That phrase got me thinking about John 1:1-4. There’s a beauty to those verses and the reason for the beauty had escaped me until Peterson’s phrase. Here are those verses:
In the beginning was the Word, and the Word was with God, and the Word was God. He was in the beginning with God. All things were made through him, and without him was not any thing made that was made. In him was life, and the life was the light of men.

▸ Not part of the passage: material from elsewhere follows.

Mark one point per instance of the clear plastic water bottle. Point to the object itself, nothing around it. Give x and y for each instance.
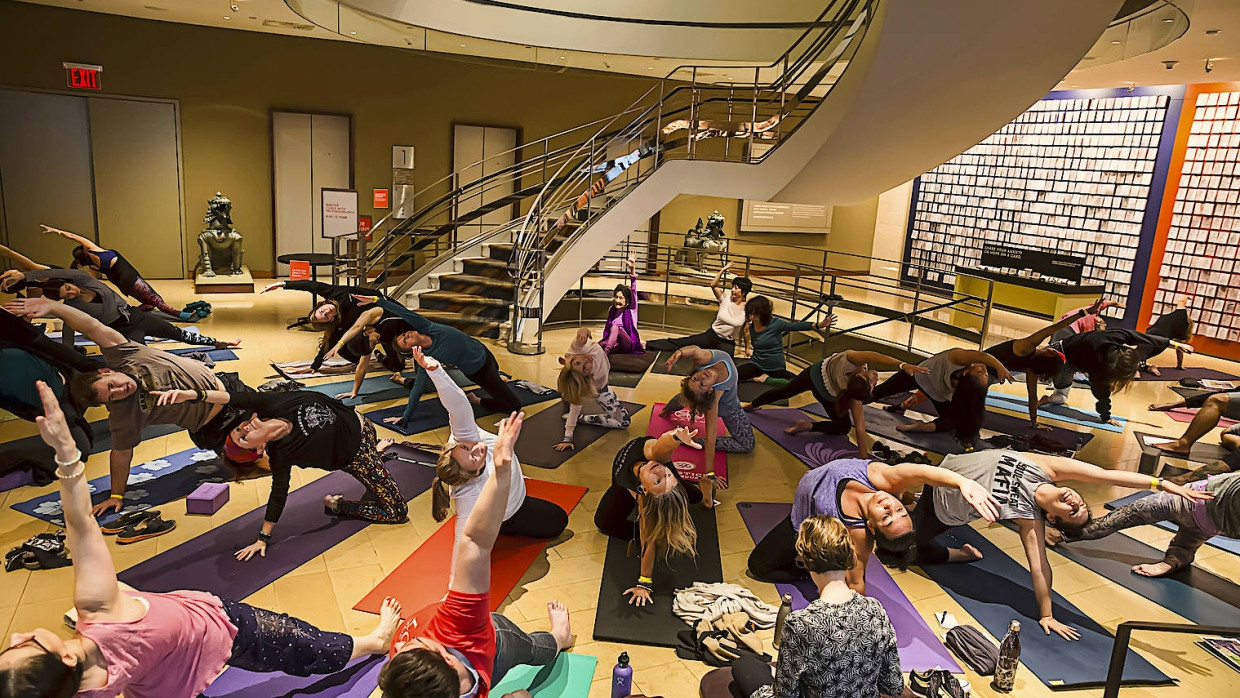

In the beginning, the formless, shapeless beginning, the Word existed with God and was God. All creation flowed from him. Life came from him. In the years shifting us from BC to AD, heaven and earth touched and Jesus is the manifestation of the moment. The narrative of the Old Testament met this world and Jesus entered our reality. It’s truly amazing. We talked about a David Crowder lyric from “How He Loves” during our small group this week - “And heaven meets earth like an unforeseen kiss.” It’s a beautiful, overwhelming picture of how much God loves us.
And, of course, all of this got me thinking about baseball (you didn’t???). In the span of my lifetime, I’ve seen this intersection of narrative and objective reality in baseball all but disappear. The beautiful narratives I grew up with through the great writers of the game once created an incredible mythology which made every visit to the ballpark all the more beautiful. There was a story being told bigger than every single game. Now it seems the game is simply a beautifully executed math problem led by younger men who resemble Matt Damon in Good Will Hunting.
I wonder if the ends of the curses at the beginning of the century contributed to this. The Curse of the Bambino, the Billy Goat Curse, and the Curse of the 1919 Black Sox all faded away with World Series victories by the Red Sox, Cubs, and White Sox. Add to the loss of those great narratives the advent of the Moneyball era, and we’ve lost the ability to recognize and engage in a greater story. The cherry on top might be the social media era where every player and story written desires to have the same level of attention as the next. The only problem is if every story is important, none of them are.
Mookie Betts leaving Boston deserved as much outrage as the riots at the Capitol building (well, in baseball circles maybe). But I didn’t hear it. We’ve lost the ability to grasp narrative which leaves us in a space of mere objective reality. There’s a need for both in our soul and our baseball lives. Let’s dive into some of the great baseball stories of the past and even write some of our own. The game needs it and so does our soul.